Just because you put on a crown, doesn't make you a king. Halloween will back me up on this.
Yes. That statement seems clear enough, but when put in the context of our relationships and self-evaluation, it begins to hold new weight.
Just because you give the title lover, friend, or confidant, doesn't mean such words hold their given meaning. The title can very well exist, but the substance of such truths can be evidently lacking. It's that time again...the end of the year. How have I grown, in what ways have I not grown, am I content, etc. etc. The list goes on and on.
Assessing our lives in terms of success and the ever so elusive fame is far easier. We can sometimes measure those things through superficial experiments.
But what I'm talking about is the substance of those things that we have in our lives. What are they truly made up of?

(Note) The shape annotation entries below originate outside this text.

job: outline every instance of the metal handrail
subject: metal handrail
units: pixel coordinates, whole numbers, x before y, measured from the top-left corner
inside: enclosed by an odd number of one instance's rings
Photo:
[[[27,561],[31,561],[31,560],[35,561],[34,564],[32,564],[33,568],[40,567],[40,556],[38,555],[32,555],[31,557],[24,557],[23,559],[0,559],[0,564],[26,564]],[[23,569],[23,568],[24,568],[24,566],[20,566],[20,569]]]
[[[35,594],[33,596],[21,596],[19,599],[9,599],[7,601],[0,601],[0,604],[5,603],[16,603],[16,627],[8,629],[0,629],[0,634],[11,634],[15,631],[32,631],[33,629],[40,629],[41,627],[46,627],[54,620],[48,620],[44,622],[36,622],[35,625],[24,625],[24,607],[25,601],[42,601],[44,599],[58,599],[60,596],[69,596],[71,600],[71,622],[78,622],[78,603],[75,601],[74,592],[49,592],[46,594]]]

The ingredients. The reality of situation.
I've been facing the reality of all kinds of things in my life as of late. And truly, the truth does set you free. Not to say that it can't be hard to grasp or painful to endure, but the canopy of peace residing over your being is always evident.
It's becoming more and more clear---who I am. And what it is I want. I was never satisfied by wanting or doing something just because someone else had or did it. It's so funny, when you see yourself from heaven's perspective, not only do you see a whole new value within yourself, but passions and desires come into focus like never before. Truth.

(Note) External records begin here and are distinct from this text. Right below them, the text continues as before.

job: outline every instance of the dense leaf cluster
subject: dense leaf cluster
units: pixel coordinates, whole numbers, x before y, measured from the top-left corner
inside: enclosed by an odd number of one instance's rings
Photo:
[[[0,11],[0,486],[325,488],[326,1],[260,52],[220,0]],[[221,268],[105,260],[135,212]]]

Pretending is for those that have not yet let go. It is for those that have refused to forgive and love. It is for those that have a secret life of anger and bitterness. Pretending is for those that do not want to settle into the possibility of glory and true goodness in all situations. Oh, to be content in all ways and in all circumstances. Love.

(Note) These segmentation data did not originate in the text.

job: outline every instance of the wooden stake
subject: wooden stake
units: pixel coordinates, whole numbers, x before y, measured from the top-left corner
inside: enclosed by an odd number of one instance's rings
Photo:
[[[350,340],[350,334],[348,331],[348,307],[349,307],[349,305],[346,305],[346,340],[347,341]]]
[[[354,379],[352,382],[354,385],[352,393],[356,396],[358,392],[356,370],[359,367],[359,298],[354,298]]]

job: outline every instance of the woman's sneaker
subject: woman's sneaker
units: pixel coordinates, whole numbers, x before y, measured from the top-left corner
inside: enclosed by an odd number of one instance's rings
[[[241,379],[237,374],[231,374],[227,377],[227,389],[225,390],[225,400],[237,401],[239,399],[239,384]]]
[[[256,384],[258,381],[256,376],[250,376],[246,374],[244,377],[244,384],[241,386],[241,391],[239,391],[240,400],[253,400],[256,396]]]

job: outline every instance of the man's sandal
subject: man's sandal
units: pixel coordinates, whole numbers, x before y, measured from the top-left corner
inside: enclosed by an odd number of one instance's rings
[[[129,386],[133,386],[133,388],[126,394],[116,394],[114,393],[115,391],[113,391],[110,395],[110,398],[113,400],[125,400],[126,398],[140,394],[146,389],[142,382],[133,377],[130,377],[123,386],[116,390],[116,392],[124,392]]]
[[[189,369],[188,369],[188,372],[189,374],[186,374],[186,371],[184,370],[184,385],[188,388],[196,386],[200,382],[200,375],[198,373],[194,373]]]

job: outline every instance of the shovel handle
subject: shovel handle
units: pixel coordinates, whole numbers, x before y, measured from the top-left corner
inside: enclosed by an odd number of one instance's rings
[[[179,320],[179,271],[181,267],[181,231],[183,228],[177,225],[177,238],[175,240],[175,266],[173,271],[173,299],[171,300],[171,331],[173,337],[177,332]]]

But one can't fake contentment. And if you try, your conversations and your own eyes will always give it away.
Pretending has a lot to do with exterior posture, but "being", well being is just that. I'm now learning the difference between "doing" something kind, and "being" kind. "Doing" something loving versus "Being" loving. It's quite a transformation. But when it happens it strikes the very deepest chords of our spirit. Freedom.
I've learned, that although, throughout my life, I've thought myself to be brave, strong, and independent, I was merely pretending to be those things. I could do such things without you fully knowing my fakery, but my heart knew. And this year revealed the hidden fears and lies that kept me pretending.
And now, I'm taking my own baby steps in the direction of real truth, love, and freedom. Those are the ingredients of lasting substance. Of which will reflect in my own life, my own conversations, my own eyes.
You will own, what you walk through.
Meaning, the refining process. If you choose to go forward in it, you will be like refined gold on the other side. It will be a part of your DNA. It can't be cloned by someone else--a pretender trying to find the easy way out of a long and arduous journey. But instead, your DNA will be unique and affirming to you. It will bring out the best in you like you've never seen before. And change the atmosphere around you like a new dawn.